A publication of the Archaeological Institute of America
Five temples, the earliest dating to ca. 3100 B.C., have been uncovered beneath the remains of a large Middle Kingdom (ca. 2000 B.C.) temple at Tel Ibrahim Awad in the eastern Nile Delta. Dutch archaeologists led by Willem M. van Haarlem of the Netherlands Foundation for Archaeological Research in Egypt say the ground plan of the earliest temple is unlike anything previously discovered in Egypt, and no sites are known with a similar series of temples built one on top of the other and which date so far back.
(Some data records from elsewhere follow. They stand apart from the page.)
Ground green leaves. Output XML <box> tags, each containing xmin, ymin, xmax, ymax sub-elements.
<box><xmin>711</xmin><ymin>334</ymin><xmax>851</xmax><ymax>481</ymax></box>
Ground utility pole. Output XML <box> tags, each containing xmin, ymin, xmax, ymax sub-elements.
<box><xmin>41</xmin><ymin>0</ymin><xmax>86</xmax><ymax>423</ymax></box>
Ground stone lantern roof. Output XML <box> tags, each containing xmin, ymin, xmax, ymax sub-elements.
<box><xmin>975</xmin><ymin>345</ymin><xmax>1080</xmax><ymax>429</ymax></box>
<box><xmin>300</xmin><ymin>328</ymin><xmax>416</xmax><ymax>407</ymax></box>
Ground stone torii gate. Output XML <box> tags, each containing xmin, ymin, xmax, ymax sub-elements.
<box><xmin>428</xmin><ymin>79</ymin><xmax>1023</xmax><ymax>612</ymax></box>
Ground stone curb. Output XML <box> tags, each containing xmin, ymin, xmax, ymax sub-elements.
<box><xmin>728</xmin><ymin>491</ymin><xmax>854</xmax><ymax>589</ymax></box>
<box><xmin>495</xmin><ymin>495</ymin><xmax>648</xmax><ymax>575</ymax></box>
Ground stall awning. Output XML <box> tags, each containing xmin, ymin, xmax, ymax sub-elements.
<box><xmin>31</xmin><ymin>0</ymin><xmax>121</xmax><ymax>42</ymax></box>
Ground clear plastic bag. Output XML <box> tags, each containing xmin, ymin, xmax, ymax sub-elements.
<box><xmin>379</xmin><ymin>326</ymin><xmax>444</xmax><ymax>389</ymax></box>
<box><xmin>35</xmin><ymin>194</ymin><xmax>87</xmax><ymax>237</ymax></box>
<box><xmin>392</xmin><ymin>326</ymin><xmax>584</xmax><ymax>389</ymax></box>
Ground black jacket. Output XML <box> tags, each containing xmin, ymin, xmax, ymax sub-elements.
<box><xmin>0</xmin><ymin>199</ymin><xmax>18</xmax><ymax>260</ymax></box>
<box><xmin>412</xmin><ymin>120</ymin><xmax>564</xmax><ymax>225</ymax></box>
Some 1,000 ritual objects, including a primitive ivory statue, a unique triple pot, and pieces of a ceramic baboon, were recovered from the third oldest temple. Researchers do not yet know which gods were worshiped here, although the baboon may provide information about local deities.
Near the temple complex archaeologists also excavated an intact First Dynasty tomb (ca. 3000 B.C.), which produced a wealth of stone and bronze vessels as well as pottery. Traces of an adjacent settlement, dating to the Pre-Dynastic Period (ca. 5000-3000 B.C.), have also come to light. Van Haarlem plans to investigate a cemetery to the east of the main site containing 50 tombs from various periods.